ADI: projeto de leis orçamentárias e princípio da separação de Poderes - 2
Para a Corte, ainda que o texto constitucional tenha reservado a iniciativa do processo legislativo ao Poder Judiciário, não haveria vedação absoluta, sob o ponto de vista formal, para que o controle fosse realizado pelo Poder Legislativo. A jurisdição constitucional não deteria capacidade institucional e não poderia empreender, no controle abstrato, a tarefa de coordenação entre o planejamento plurianual e as leis de diretrizes orçamentárias. Ao reconhecer a possibilidade de o Poder Legislativo emendar proposições da lei orçamentária (CF, art. 166 e parágrafos), a Constituição teria estabelecido suas condicionantes. E o Poder Legislativo deteria titularidade e legitimidade institucional para debater a proposta orçamentária consolidada pelo chefe do Poder Executivo, com a especificação de valores e dotações a serem destinadas às múltiplas atividades estatais. Nesse ponto, frisou que o ato complexo de elaboração conjunta significa que o Poder Judiciário envia sua proposta, o Poder Executivo a consolida e o Poder Legislativo a arbitra. Não haveria, portanto, afronta à separação de Poderes. Assinalou que as normas procedimentais quanto ao processo legislativo teriam sido atendidas, observada a iniciativa da proposição com respeito formal à autonomia administrativa e financeira da Justiça do Trabalho.

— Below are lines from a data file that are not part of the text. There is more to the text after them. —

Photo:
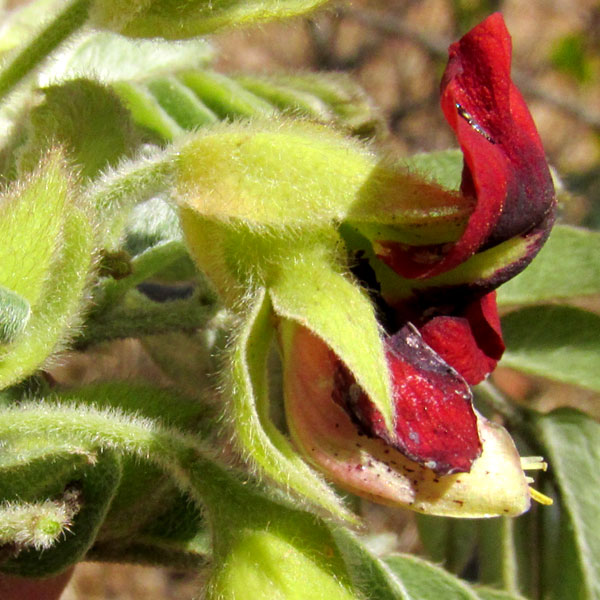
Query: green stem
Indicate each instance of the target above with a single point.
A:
(28, 58)
(131, 183)
(141, 317)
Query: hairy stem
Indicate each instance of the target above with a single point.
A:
(69, 20)
(141, 317)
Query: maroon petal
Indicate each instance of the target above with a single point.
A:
(434, 421)
(505, 168)
(471, 343)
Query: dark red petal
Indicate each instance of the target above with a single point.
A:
(434, 421)
(471, 343)
(505, 168)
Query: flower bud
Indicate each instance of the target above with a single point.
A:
(46, 254)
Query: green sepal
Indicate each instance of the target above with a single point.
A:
(443, 167)
(256, 435)
(224, 96)
(108, 57)
(315, 176)
(96, 483)
(312, 290)
(264, 550)
(172, 20)
(448, 542)
(46, 257)
(572, 444)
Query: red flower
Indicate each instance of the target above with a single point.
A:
(449, 331)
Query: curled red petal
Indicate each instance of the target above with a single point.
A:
(434, 421)
(505, 169)
(470, 343)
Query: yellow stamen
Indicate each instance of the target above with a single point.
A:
(533, 462)
(541, 498)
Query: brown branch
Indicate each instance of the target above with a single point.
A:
(392, 27)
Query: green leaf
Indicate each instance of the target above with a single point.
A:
(36, 525)
(498, 563)
(572, 442)
(443, 167)
(172, 20)
(224, 96)
(87, 120)
(109, 57)
(557, 342)
(257, 437)
(566, 267)
(14, 315)
(46, 257)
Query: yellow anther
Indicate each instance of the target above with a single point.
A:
(541, 498)
(533, 462)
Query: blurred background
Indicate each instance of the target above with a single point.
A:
(396, 49)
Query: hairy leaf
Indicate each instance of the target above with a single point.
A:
(558, 342)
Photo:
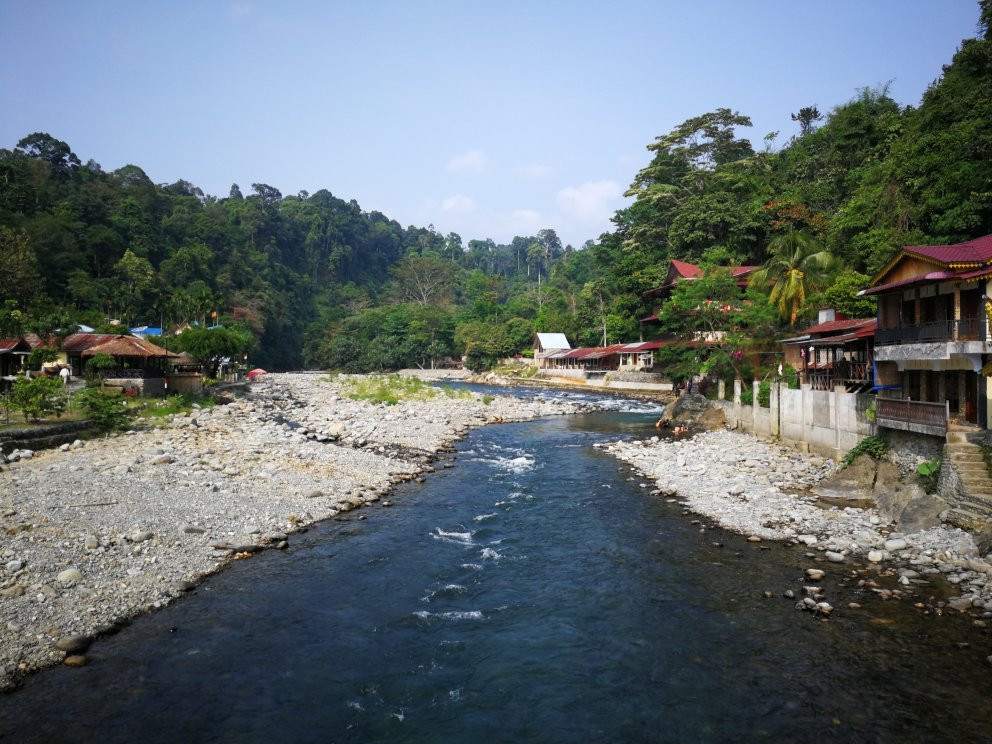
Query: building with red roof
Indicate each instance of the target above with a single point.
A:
(932, 341)
(682, 271)
(836, 352)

O Plenário rejeitou, ainda, a alegação de suposta ofensa à divisão funcional de Poder, uma vez que a autonomia orçamentária do Poder Judiciário também teria sido respeitada. Reputou que o STF admitiria o controle material das espécies legislativas orçamentárias, o que corresponderia a uma tendência recente na jurisprudência da Corte. Destacou que o Colegiado teria acentuado a possibilidade de controle abstrato de constitucionalidade de normas orçamentárias (ADI 4.048 MC/DF, DJe de 22.8.2008). Enfatizou que, embora a fundamentação apresentada no relatório final da Comissão Mista de Planos e Orçamentos Públicos e Fiscalização do Congresso Nacional ostente motivação ideológica enviesada, esse ato, “per si”, não vincularia os parlamentares das Casas Legislativas do parlamento federal.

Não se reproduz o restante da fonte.